On the way back to London, we flew out from the “Leonardo Da Vinci” airport and spotted this larger-than-life Vitruvian Man, which seemed like a nice omen — just another reminder of how much Da Vinci has permeated the public consciousness.

Back in London, I met with our Fox International Channels partners and did some early press.  Fox will be rolling out Da Vinci’s Demons in 122 countries and 35 languages virtually day-and-date with our North American premiere.  It’s a mind-bogglingly complicated launch.
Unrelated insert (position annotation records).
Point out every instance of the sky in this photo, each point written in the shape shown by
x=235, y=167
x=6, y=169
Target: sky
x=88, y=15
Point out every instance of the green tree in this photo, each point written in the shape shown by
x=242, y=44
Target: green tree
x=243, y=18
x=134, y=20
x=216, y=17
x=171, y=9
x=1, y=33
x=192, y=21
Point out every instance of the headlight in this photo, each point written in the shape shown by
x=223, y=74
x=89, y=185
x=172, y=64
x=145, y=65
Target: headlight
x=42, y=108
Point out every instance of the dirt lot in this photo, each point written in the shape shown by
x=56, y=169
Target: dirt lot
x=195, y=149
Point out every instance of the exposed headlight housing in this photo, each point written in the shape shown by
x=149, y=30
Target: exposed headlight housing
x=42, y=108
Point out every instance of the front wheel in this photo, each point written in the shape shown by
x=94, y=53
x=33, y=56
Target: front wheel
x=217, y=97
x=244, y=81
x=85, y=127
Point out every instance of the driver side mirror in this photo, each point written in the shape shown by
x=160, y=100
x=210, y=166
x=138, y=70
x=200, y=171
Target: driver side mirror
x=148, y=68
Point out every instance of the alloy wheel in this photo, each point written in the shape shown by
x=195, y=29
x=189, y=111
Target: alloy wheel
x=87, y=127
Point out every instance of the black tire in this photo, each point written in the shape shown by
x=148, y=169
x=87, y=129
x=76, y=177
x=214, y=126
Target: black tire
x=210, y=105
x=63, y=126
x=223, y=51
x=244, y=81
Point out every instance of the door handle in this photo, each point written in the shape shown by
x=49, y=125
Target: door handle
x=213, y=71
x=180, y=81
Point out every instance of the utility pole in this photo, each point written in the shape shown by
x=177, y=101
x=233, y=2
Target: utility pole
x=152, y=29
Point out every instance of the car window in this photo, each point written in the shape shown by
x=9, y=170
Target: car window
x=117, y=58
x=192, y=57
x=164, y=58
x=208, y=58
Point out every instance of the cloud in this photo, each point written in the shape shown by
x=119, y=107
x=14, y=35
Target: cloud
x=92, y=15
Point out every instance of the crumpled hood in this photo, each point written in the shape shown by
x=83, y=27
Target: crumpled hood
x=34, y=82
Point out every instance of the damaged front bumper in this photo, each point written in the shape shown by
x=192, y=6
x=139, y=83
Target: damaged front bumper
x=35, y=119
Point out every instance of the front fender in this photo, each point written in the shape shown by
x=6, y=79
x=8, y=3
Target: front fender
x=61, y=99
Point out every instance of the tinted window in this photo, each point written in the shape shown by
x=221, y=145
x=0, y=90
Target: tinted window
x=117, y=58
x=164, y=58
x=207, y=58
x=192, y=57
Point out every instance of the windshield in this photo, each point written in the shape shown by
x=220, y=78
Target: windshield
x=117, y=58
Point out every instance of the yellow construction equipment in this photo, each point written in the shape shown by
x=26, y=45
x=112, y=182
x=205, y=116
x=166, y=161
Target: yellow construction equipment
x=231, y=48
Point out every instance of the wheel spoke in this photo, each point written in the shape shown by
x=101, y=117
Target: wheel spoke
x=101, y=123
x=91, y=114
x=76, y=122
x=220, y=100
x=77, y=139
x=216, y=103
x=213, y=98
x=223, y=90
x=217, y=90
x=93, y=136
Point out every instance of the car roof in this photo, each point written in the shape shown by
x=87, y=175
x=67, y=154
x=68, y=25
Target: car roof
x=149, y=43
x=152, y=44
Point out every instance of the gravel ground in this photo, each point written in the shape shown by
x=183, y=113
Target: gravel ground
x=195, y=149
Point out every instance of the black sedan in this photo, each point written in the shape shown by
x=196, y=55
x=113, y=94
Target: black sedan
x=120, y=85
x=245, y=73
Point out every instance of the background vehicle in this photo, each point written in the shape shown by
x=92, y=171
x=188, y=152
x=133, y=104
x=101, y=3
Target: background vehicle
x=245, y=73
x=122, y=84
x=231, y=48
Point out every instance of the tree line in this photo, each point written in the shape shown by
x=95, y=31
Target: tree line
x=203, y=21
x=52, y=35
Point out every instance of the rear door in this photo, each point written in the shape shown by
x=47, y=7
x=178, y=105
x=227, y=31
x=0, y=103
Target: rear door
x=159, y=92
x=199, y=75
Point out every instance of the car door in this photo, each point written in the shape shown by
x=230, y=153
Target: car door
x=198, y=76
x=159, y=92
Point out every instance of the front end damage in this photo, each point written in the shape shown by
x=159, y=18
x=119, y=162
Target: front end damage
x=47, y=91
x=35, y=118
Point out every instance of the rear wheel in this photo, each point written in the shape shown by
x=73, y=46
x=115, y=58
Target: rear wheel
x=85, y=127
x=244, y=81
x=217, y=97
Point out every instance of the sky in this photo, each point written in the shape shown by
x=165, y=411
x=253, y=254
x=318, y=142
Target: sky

Next stop is New York Comic Con, where Tom Riley, Laura Haddock, Lara Pulver, and myself will be presenting the first official trailer for Da Vinci’s Demons.  If you are in NYC this upcoming Saturday, please drop by our panel.

ELKPEN and the Thylacine

Elkpen is the pseudonym for eco-themed artist Christian Kasperkovitz, whose work deals with the relationship we have with wildlife.  I first saw his artwork at a restaurant in Los Angeles called Lou.  There was a large blackboard wall and Christian had done a temporary piece in chalk about the burrowing owl.  I have an interest in wildlife and the environment in general, so I tracked Christian down through his website www.elkology.com.

I asked Christian if he would do something for this site — perhaps dealing with an animal that is now extinct.  I’ve always had a fondness for Australia and traveled there extensively when I was younger.  In particular, I was taken with Tasmania and their various marsupials (the Devil, the Spotted Quoll, etc).  If you go to Tasmania, you can order a local brew called Cascade Premium Lager.  Their label has the Thylacine on it (otherwise known as the Tasmanian Tiger).  The Thylacine was neither a tiger, nor a member of the canine family.  But this beautiful and odd animal was hunted into extinction some time in the 1930s.  Fuckers.

Anyway, the Thylacine and Christian will be the species and artist in-residence on the site for the next few months.  This has nothing to do with movies or TV or comic books or video games.  I’ve put it on the site merely because I like it.